The change of direction at the peak of a roller-coaster.
Finding a lost wallet, a knife bashed through your laptop, and cringeworthy messages sent to year-long neglected friends after waking up from that crazy party night.
Your all-in poker bet losing to a marginally better hand.
The life-saving mirage turning out to be not more than sand.
A Minsky moment is a point in time where hope, fun, euphoria and exuberance very suddenly pivots to the opposite – fear, panic, regret.
Named after the eponymous economist, it represents the sudden onset of sobering reality.
And you know that reality will have to kick in at some point when 5% of the Nasdaq-100 index are responsible for 60% of the 2023 rally (a 1:12 lever).
We are in bubble territory, ladies and gentlemen – people are ignoring or rationalizing away historic precedent, risk control is thrown into the wind, the new paradigm of AI has been announced, and the ever-necessary “this time it’s different” has been uttered … because “AI makes companies money”.
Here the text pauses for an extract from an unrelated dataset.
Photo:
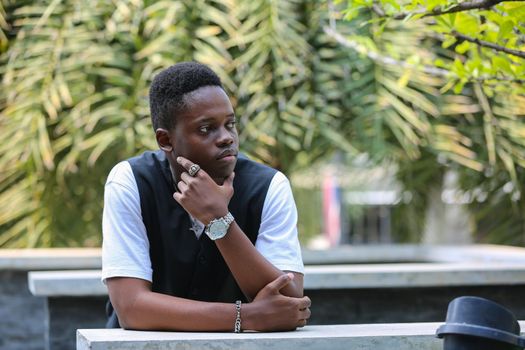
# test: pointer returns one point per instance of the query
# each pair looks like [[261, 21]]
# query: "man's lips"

For various reasons that I’ve laid out over various posts during the summer (ranging from breadth and concentration to macro to sentiment and exuberance to an abject lack of high-quality stocks under accumulation to sector rotation to lack of rally confirmation and more), there are concrete reasons for me to cry foul and assume this rally is nothing more than smoke and mirrors, the Emperor’s New Cloths.
Part of the 2023 rally’s success has been extreme hedge fund leverage. However, market volatility is also extreme, extremely low – a breeding ground for heavy volatility shock. Think 1998 collapse of Long-Term Capital Management, the 2008 financial crisis, the early 2020 panic deleveraging, the 2021 Archegos collapse, or the 2022 UK gilts rout.
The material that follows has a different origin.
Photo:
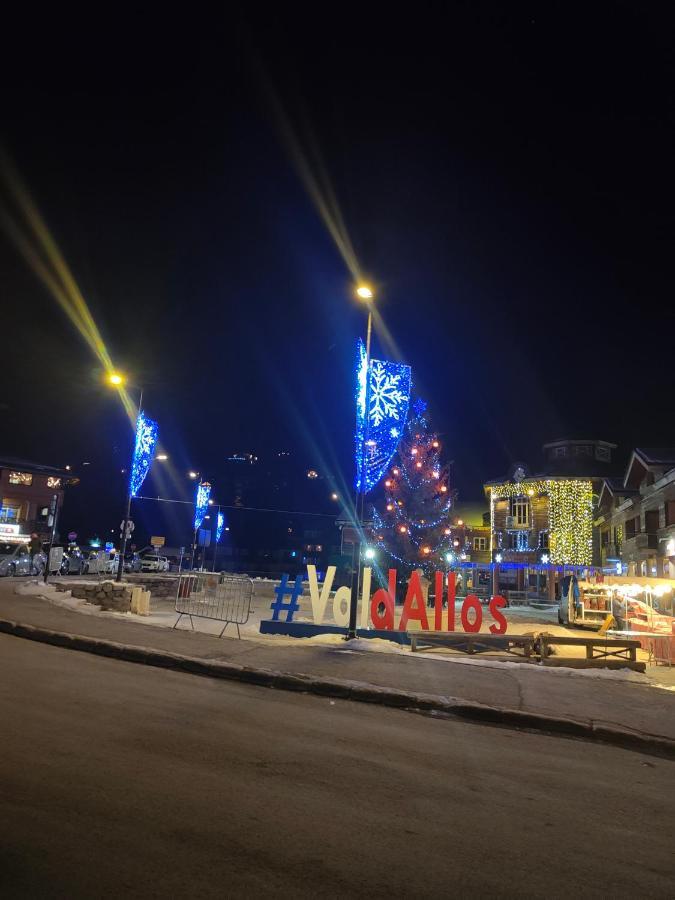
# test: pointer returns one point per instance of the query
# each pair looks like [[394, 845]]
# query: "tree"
[[411, 517]]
I don’t know when this market will finally roll over, no one does. In fact, it might continue melting up to new Highs in the Nasdaq and S&P 500. And last time there was a liquidity shock (the March US banking insolvency episode), the money-printer was quickly put into action to bail out the “evil-doers” and cushion the market – so I wouldn’t assume that a crash of phenomenal proportions and speed has to manifest.
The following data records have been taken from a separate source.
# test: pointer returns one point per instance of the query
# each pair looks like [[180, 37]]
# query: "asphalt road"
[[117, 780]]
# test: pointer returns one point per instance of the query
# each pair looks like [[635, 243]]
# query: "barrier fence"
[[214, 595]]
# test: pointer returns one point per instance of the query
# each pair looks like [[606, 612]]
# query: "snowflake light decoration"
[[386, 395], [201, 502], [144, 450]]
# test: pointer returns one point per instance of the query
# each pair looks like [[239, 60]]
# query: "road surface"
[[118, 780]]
But at some point, something’s gotta give. Enough cracks have formed in the world of AI to show that it is not, at least not yet, what all the tech oracles and doomsayers have foretold in the last year. We might not face an immediate crash, but I believe the signs indicate that a sobering reality is soon to set in for those still pushing the AI cocktail despite the ice cubes melting – that it’s not so cool after all, or quite yet, to justify the overweight position in a handful of US mega-cap tech companies that everybody and their grandma have assumed.